The base of the SE model cooler is very smooth. It doesn't have that mirror finish that some companies add to their coolers, but it won't take much effort to get it that way. We will, of course, be testing it in the condition that it is sold, but if you want that polished look, you won't have to put any real effort into achieving it.
The clipping mechanism used on the SE looks to be identical to the one used on the original X-Dream cooler. While it is simple to use and requires no tools or real effort, the metal is just a bit too flimsy. If you're the type who is removing the heatsink every so often, then you might find yourself trying to contact Cooler Master for a replacement. It bends entirely too easily.
The fan used in this monster is one of Cooler Master's own models. It measures in at 80mm x 80mm x 25mm, spins between 2,000RPM and 4,800RPM creating a maximum airflow of 62-CFM. Though decibel ratings were not available, I can say that at high speed the fan puts out less noise than the Thermaltake Smart Fan II. You can hear it, but it isn't terribly overpowering.
But why have a normal looking fan when you have an all copper cooler?
Sometimes it is the small things that can help make a difference. This, folks, is what they mean by attention to detail.

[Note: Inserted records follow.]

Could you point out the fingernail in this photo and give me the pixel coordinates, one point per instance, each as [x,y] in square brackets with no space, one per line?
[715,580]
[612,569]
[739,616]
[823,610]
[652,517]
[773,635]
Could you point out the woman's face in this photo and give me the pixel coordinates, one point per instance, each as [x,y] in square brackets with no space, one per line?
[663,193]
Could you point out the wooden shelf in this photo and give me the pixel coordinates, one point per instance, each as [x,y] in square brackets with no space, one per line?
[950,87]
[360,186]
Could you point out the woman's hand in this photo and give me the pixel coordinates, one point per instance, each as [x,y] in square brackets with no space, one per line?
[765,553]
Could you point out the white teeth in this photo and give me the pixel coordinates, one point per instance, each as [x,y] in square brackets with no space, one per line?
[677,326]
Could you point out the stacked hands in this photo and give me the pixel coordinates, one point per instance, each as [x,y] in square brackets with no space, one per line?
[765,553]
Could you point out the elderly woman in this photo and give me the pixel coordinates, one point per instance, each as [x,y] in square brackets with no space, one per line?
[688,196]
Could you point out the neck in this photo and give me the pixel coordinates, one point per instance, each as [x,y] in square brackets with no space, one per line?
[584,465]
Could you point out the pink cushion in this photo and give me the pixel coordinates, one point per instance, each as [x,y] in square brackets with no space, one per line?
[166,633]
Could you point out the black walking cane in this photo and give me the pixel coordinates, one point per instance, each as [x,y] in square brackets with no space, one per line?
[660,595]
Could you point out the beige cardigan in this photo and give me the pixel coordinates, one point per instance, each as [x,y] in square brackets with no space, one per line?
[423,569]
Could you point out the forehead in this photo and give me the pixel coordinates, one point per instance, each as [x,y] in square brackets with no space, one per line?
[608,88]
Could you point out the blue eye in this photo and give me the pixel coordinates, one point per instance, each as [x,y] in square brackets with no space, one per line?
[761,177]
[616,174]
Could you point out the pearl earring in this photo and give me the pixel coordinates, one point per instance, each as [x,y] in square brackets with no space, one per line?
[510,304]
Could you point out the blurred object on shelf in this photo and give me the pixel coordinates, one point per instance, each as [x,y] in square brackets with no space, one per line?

As you may have guessed by the stats given for the fan, this HSF features an adjustable speed fan. But the adjustments in this model are done by the user, and not by some idiotic thermal probe. I have found all too often that when the probed fans are used in a case with good airflow, the fan speeds never even get close to their maximum potential. This little addition allows YOU to decide how fast you want the fans to spin; not some little dumb probe.
But what if you want to be able to access this adjustment without having to dig around to the back of the machine (like in the case of the original X-Dream)?
Well, that's not a problem either. Our friends have kindly given you a choice in how to mount your little switch. You can either use the PCI slot plate (included) to mount it to the rear of the enclosure, or you can opt for the 3.5" drive bay plate (also included) that allows you to mount it into an empty 3.5" bay slot. The choice is entirely up to you so you can use whatever suits your personal needs.